Going after isolated shadow banks is like swatting a mosquito on the edge of a swampy breeding pool. The only way this can be stopped is by banning cryptocurrencies in China entirely. China will not do this on its own because it would cause a global financial riot, considering the fact that Segwit is the best performing asset in human history. Beijing could conceivably engage in a pinpoint operation to firewall all access to digital wallets on Macau itself, but I don’t see this happening, because China does not want to cause both a cryptocrash and a Macau crash simultaneously. The fight against cryptos will be a concerted global effort led by a consortium of powerful central banks, if and when it happens. It won’t be one country taking the lead to counter its own local money smuggling issues.

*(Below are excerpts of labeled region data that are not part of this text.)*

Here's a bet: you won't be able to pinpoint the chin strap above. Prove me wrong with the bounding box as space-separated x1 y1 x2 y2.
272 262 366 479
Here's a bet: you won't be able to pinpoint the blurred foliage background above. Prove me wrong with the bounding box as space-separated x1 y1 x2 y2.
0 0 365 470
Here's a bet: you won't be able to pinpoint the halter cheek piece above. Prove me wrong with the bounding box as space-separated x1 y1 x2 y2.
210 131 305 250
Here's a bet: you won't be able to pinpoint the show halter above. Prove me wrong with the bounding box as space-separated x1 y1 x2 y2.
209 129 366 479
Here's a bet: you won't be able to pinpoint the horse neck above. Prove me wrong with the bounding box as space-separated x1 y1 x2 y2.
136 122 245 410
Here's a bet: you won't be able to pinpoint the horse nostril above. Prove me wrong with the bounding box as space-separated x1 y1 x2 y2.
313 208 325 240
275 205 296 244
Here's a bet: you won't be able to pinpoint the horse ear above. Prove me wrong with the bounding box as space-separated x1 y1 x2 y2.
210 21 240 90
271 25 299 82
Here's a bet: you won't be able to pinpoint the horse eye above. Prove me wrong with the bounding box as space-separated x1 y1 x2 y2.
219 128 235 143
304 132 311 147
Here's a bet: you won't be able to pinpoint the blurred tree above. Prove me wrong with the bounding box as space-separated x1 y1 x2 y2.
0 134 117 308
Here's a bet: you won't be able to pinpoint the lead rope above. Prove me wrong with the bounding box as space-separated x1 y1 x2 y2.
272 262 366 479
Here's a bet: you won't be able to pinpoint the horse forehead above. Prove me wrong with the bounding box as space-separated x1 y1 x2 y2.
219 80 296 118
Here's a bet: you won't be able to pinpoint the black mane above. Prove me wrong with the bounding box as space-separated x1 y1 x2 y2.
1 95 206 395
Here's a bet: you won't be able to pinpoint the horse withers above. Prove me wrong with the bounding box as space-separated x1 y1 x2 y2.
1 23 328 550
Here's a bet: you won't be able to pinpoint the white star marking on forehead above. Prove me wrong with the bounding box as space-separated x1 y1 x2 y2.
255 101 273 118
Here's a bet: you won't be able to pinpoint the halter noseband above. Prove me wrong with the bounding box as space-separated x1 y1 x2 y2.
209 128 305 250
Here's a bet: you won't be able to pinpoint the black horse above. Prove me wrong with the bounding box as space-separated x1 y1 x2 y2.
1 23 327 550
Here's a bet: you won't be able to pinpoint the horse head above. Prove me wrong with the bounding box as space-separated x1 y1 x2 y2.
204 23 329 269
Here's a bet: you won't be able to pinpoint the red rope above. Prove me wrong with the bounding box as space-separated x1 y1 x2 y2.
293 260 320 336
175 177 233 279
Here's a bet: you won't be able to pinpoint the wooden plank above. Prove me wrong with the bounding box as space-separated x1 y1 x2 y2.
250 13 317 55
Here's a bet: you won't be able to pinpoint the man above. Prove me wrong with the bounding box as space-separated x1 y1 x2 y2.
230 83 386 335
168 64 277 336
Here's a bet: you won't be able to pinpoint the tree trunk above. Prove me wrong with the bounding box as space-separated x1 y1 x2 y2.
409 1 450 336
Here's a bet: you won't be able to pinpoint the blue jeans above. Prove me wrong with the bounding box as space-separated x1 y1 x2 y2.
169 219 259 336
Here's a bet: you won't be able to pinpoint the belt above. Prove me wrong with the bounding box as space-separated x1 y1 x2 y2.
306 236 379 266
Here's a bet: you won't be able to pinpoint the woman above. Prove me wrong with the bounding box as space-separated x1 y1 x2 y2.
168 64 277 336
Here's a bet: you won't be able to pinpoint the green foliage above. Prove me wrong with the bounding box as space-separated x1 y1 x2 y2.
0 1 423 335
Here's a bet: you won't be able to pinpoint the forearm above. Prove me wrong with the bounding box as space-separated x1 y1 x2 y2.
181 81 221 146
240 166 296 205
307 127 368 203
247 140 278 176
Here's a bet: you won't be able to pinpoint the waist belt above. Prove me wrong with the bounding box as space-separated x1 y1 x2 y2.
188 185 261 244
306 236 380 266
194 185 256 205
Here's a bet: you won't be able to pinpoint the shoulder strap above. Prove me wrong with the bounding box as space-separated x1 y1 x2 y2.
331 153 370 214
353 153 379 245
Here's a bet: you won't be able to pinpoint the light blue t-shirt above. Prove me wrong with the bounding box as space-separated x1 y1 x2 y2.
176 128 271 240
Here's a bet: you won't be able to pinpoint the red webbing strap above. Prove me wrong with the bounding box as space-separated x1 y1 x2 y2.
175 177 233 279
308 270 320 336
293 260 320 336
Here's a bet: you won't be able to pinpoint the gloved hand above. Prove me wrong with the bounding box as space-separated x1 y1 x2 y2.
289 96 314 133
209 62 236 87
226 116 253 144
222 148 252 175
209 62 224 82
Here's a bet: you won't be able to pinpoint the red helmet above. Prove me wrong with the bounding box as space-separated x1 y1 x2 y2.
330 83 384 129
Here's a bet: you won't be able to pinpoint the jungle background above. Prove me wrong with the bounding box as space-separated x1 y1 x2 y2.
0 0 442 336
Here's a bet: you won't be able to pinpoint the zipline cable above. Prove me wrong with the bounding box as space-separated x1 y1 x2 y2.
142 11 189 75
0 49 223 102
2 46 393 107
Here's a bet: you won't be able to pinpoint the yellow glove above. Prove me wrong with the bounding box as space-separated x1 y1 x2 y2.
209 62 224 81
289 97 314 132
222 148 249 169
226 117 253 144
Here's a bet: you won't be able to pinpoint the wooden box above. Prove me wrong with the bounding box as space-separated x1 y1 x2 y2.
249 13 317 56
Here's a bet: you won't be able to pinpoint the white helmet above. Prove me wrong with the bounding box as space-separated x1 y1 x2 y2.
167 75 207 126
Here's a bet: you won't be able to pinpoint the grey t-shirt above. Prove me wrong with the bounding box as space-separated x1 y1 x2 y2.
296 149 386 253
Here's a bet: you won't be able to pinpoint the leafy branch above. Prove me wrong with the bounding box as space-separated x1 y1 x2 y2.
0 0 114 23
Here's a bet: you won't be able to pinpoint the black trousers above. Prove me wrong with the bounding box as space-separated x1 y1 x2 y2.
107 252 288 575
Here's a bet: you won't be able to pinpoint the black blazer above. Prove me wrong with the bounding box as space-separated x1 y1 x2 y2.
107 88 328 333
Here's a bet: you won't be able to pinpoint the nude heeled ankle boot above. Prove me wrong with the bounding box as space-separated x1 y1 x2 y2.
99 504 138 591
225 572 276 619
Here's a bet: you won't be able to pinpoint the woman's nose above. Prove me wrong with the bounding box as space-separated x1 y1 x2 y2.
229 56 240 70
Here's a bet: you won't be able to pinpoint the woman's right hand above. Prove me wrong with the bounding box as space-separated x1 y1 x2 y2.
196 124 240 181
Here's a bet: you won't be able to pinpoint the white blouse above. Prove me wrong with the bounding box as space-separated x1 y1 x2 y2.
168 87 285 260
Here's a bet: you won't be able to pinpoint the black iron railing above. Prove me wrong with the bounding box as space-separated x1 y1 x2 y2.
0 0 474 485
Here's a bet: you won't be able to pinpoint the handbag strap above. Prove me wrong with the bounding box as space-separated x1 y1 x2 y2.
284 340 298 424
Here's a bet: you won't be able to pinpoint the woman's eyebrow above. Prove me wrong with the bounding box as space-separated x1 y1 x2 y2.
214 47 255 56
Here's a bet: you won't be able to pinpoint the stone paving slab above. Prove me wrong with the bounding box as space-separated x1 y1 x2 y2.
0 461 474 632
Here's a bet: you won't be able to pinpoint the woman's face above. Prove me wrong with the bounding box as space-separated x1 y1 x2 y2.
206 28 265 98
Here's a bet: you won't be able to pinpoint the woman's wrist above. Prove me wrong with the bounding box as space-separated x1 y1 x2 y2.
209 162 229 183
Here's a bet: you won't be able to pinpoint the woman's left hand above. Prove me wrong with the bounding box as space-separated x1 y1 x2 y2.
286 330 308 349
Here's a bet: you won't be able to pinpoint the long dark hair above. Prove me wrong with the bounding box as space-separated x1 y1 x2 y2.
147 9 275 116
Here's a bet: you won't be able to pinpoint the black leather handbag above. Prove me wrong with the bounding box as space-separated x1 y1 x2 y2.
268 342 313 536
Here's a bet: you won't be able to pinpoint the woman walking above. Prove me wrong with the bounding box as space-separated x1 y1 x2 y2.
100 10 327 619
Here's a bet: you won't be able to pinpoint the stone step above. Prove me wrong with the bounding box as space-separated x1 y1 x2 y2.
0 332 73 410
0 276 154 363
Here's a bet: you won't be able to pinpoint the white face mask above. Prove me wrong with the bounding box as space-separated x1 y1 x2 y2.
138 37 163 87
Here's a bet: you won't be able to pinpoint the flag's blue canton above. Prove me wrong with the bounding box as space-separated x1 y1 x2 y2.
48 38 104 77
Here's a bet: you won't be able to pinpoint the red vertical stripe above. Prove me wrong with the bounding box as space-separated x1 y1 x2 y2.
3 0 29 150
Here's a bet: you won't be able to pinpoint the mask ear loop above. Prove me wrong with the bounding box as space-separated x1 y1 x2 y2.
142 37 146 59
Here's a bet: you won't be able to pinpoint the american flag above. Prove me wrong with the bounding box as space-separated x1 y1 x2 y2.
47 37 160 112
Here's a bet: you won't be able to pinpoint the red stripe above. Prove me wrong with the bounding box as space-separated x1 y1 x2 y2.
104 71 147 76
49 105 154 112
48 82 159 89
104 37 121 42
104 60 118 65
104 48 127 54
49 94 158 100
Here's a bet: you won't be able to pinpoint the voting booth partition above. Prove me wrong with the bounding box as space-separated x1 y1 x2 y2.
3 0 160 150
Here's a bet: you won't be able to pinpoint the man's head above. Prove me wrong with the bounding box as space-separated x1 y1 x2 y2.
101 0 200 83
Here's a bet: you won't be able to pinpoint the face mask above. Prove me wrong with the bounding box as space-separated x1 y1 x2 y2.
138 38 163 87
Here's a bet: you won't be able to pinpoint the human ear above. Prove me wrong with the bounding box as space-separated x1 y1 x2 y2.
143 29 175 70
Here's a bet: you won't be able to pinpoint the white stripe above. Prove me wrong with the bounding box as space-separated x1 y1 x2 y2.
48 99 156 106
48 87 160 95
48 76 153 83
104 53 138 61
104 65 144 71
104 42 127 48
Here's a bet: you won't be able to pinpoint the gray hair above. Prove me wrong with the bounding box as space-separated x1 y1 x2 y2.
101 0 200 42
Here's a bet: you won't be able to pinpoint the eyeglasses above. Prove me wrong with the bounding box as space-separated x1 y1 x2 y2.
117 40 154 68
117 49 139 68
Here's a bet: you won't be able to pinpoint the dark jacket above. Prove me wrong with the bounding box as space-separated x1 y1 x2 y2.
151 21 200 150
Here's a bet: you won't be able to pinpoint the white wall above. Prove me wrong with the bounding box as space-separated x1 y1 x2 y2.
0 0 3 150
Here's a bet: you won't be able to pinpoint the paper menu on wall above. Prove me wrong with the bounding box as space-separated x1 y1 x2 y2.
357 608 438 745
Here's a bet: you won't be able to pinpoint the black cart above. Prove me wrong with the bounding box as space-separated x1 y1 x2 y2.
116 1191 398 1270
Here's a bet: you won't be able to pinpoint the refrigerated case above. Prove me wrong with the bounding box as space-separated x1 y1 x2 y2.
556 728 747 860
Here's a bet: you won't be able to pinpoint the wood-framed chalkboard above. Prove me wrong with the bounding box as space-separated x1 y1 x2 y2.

What this tiny little bust signals is that the Chinese government is simply trying to maintain the pretense that it is cracking down on money smugglers, when most likely what is really happening is that government officials high up are being paid to cover for larger operations, using smaller busts as cover that they are still serious. The government of course also has the option of simply foregoing capital controls entirely, but that would be too embarrassing. So the best solution in between would be to take down the smallest operations while keeping the biggest ones safe behind closed doors.

Keep in mind that this small bust of $4.5M began on a tip surrounding a long dormant account that suddenly came back to life. Meaning, the investigation was not even initiated by police. The $4.5M frozen was divided among 148 bank accounts, for an average of $30,405 per account. This is nothing but middle-class retail gambling money for someone looking for a fun vacation. Even if we take the bigger numbers of $3.1B for 10,000 clients, that averages out to $310,000 per client. That’s still barely noticeable or consequential. Most likely there were a handful of big accounts taken down together with a bunch of small retail accounts, thousands of average Chinese caught in the crossfires trying to transfer a few thousand dollars and have a decent time playing baccarat at the mass market tables.

Macau keeps clawing higher, now at highs not seen since October 2014. As long as China turns the other way minus a few face-saving retail sacrifices in the name of wise capital controls, the trend can theoretically continue higher. However, the trends for Macau stocks are not stable, depending mostly on government impetuosity. Much like the companies they represent, buying Macau shares at this point is a gamble.